In the ACC, former Northwestern AD Jim Phillips is in his seventh month as commissioner. Phillips is a veteran of college sports who has been active at the NCAA level. His longevity should give him credibility and relationships across the country.

Phillips already has an expansion target: Notre Dame. The Fighting Irish compete in the ACC in most sports but returned to football independence after a temporary, pandemic-induced season playing in the conference last season.

“That was a really beautiful and beneficial relationship to both Notre Dame and the ACC. They had a chance to play a fantastic schedule,” Phillips said this week. “They had a chance to vie for a national championship and compete in the CFP. We have a real-life example of what that could look like.”

Notre Dame, however, is unfazed by the latest potential upheaval.

“We like our position regardless of how that plays out” with Texas and Oklahoma, athletic director Jack Swarbrick said.

Years ago, Notre Dame was courted by the Big Ten and passed. Its current deal with the ACC assures the Fighting Irish four or five football games per season with ACC members, but still allows them to be independent and, among other things, able to strike their own TV deals.

The agreement with Notre Dame and the ACC runs through 2036, concurrently with the conference’s TV contract and grant or rights that binds its full members; it says that if Notre Dame were to join a conference it would be the ACC.

Of course, as conference realignment past and present has shown, everything is negotiable.

If Texas and Oklahoma are off the board and heading to the SEC, the only school that could move the needle financially and competitively for another conference to add would be Notre Dame.

In the Pac-12, George Kliavkoff, a former MGM executive, took over officially July 1, though he got a head start in June by attending College Football Playoff meetings on potential expansion of the postseason system.

Realignment has kicked CFP expansion from four to 12 teams to the back burner in college football for now.

Kliavkoff declined to speculate on how an expanded SEC might influence the Pac-12.

“I consider the Pac-12 an exclusive club with high barriers to entry,” Kliavkoff said. “We’re not actively trying to poach teams from other conferences, but we are open to listen if schools reach out to us.”

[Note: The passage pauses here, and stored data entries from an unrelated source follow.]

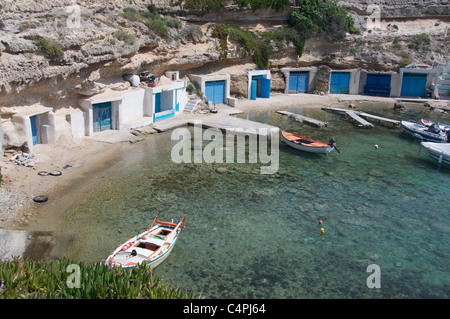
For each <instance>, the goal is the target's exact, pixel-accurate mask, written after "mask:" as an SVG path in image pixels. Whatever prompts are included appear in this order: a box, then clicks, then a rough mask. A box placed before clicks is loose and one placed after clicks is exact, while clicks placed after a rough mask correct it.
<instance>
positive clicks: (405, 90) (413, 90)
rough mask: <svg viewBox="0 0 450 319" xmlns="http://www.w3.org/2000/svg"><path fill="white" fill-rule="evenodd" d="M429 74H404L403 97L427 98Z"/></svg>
mask: <svg viewBox="0 0 450 319" xmlns="http://www.w3.org/2000/svg"><path fill="white" fill-rule="evenodd" d="M426 85H427V74H417V73H404V74H403V81H402V93H401V95H402V96H416V97H423V96H425V88H426Z"/></svg>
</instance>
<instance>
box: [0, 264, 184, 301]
mask: <svg viewBox="0 0 450 319" xmlns="http://www.w3.org/2000/svg"><path fill="white" fill-rule="evenodd" d="M69 266H70V267H69ZM68 267H69V268H68ZM71 267H72V268H75V269H77V271H79V272H78V273H77V276H78V277H76V278H78V280H79V281H78V282H77V280H75V279H76V278H75V276H74V274H75V272H74V271H73V270H72V268H71ZM74 278H75V279H74ZM18 298H21V299H29V298H45V299H191V298H193V294H192V293H187V292H183V291H181V290H180V289H178V288H174V287H172V284H171V283H168V284H163V283H162V280H161V279H160V278H158V277H157V276H155V275H153V273H152V271H151V270H150V269H149V268H146V267H137V268H134V269H122V268H108V267H106V266H104V265H103V264H96V265H85V264H83V263H72V262H70V261H68V260H65V259H64V260H61V261H49V262H41V261H31V260H28V259H19V258H14V259H13V260H12V261H0V299H18Z"/></svg>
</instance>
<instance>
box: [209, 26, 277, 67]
mask: <svg viewBox="0 0 450 319" xmlns="http://www.w3.org/2000/svg"><path fill="white" fill-rule="evenodd" d="M211 34H212V36H213V37H216V38H218V39H219V42H220V51H221V53H220V58H227V56H228V47H227V40H230V41H231V42H233V43H235V44H237V45H238V47H239V49H240V53H241V55H242V56H243V57H245V56H251V57H253V61H254V62H255V63H256V65H257V67H258V68H260V69H265V68H267V67H268V66H269V53H270V52H269V47H268V45H267V43H266V42H265V41H263V40H262V39H260V38H258V36H257V35H256V34H255V33H253V32H251V31H248V30H243V29H241V28H239V27H237V26H234V25H229V24H227V25H215V26H214V29H213V31H212V33H211Z"/></svg>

Geography limits the Pac-12’s possibilities if it did want to expand and a weakened Big 12 is not well positioned to lure Pac-12 schools away from a relatively stable situation.

The Pac-12’s TV deal expires in 2024. The Big 12’s runs through 2025. The Big Ten’s latest deal is done after in 2023.

The potential move by the Longhorns rippled to the Texas Capitol, where by Friday nearly three dozen lawmakers had signed onto a bill that would require legislative approval for a university to switch athletic conferences. But any immediate action would require Republican Gov. Greg Abbott, a University of Texas alumnus and Longhorns fan, to put the matter on the agenda of a special session—which is currently at a standstill after Democrats bolted for Washington in an effort to stop new voting measures.

If the Big 12 wants to save itself by adding, it already has stacks of resumes: Just five years ago, the conference held something of a casting call and explored expansion. Much of the American Athletic Conference applied, along with schools such as Boise State and BYU.

AAC Commissioner Mike Aresco did not return a message Friday, but a person with knowledge of the conference’s strategy told AP it is working on plans to be proactive and possibly add teams from the Big 12 instead of being poached. The person spoke on condition of anonymity because the league’s internal discussions are private.